The wines of Domaine Goisot are for those open-minded drinkers who don’t drink vineyard names but rather are more concerned with the quality and integrity they find in the glass – in this case, they will find a great deal of both. These are intense, textural yet racy, mineral wines with a rich, stony, earthy complexity that speaks loudly of the chalky soils that typify the greater Chablis area. Think of everything you would want from a great Chablis producer (i.e, more richness, complexity and breed than you typically find) and you will be on the right track.
REGIONAL NOTES
Saint-Bris
This appellation only received official AOC status in 2003 and is located around the village of Saint-Bris-le-Vineux, on the edge of the Chablis region. It is for white wines only. It was once part of Chablis and is unique in Burgundy in that the whites must be made from Sauvignon Blanc or Sauvignon Gris/Fié Gris. Goisot was the producer to reintroduce this latter variety to the region, as they feel it produces a higher quality wine than Sauvignon Blanc. It is certainly very different.

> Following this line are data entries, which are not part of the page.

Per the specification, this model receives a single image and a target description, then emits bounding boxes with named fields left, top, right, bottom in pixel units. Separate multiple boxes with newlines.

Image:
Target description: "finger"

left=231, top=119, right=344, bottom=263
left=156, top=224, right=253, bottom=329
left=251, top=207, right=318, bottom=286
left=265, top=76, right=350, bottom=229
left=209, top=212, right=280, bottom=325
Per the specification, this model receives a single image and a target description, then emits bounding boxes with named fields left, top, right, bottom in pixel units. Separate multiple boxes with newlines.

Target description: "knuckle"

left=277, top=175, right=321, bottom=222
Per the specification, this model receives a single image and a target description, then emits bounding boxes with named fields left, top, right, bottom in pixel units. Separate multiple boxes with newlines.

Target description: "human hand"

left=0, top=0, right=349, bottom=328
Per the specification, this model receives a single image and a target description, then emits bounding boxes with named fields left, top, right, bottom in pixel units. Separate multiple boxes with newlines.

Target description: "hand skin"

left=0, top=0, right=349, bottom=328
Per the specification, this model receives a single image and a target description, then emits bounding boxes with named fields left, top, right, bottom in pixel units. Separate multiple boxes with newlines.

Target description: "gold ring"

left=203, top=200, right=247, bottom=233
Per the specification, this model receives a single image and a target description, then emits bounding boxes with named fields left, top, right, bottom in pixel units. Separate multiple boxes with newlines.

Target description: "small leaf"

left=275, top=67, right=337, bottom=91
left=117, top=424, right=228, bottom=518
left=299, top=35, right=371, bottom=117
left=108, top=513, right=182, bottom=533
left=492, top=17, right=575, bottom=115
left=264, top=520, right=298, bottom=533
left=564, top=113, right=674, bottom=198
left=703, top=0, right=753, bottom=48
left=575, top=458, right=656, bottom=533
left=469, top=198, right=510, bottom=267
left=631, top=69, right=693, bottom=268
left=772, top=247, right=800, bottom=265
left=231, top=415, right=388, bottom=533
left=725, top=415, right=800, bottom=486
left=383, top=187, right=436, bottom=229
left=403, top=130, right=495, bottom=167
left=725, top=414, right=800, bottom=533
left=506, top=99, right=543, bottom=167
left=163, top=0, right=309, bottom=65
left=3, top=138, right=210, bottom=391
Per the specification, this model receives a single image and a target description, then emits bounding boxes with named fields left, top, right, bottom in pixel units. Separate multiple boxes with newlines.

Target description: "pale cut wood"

Anyway, if you are anti-Sauvignon, do yourself a favour and forget the variety: it is the terroir (Burgundian through and through) that speaks the loudest in these wines. Compared to Chablis, the soil here is even richer in Kimmeridgian limestone and chalk. In the hands of a great vigneron such as Goisot, the resulting wines are complex, creamy and mineral, putting most Chablis to shame. They can also cellar well over two to six years.
Côtes d’Auxerre
From the hills just outside the AOC of Chablis and south of Auxerre there are two AOC’s: Saint-Bris, for Sauvignon and Bourgogne Côtes d’Auxerre (Burgundy from the hills of Auxerre) for Chardonnay and Pinot Noir. The soils here are extremely rocky and rich in the same types of limestone found in nearby Chablis. The whites, from a great grower like Goisot, can match the finest Chablis, with perhaps more flesh and more complexity. Goisot has several parcels, most famously Biaumont, Gondonne, and Gueules de Loup, which are bottled separately in the better years. The Goisot Côte d’Auxerre reds (Pinot Noir) can be superb, having the brightness, energy and chalky tannins (when young) of reds grown on such limestone soils and in such a marginal climate. They can remind one of certain Loire, Jura or Mercurey reds and can be delicious, especially with age.
Irancy
Irancy is a small hamlet, with just over 300 inhabitants, situated roughly equidistant from Auxerre and Chablis. The village lies 2km from the Yonne River and is surrounded by a large natural amphitheatre of vines. Like the Côtes d’Auxerre, it is one of the most northern AOCs in France to grow red grapes. As in the neighbouring wine villages of Chitry and Saint-Bris, the wines of Irancy make only rare appearances on export markets. While a small amount of rosé is produced, the region produces mainly red wines from Pinot Noir (which must account for 90% of the blend). Also permitted to a maximum of 10%, is the Burgundian vinifera non grata, César. The vineyards, interspersed with cherry orchards, are planted on slopes of Kimmeridgian limestone mixed with red clays. The highly mineralised soils and the northern climate help to give these Pinots bright acid and a tangy, chiselled personality. Goisot has a paltry 0.5ha in the lieu-dit of Les Mazelots where the vines are now 100 years old. In fact, the Goisot vines are some of the oldest Pinot vines in France and produce outstanding wines. The paltry yields generate genuine concentration to match the powdery structure and can live and develop beautifully. Great value for those looking for Côte d’Or alternatives.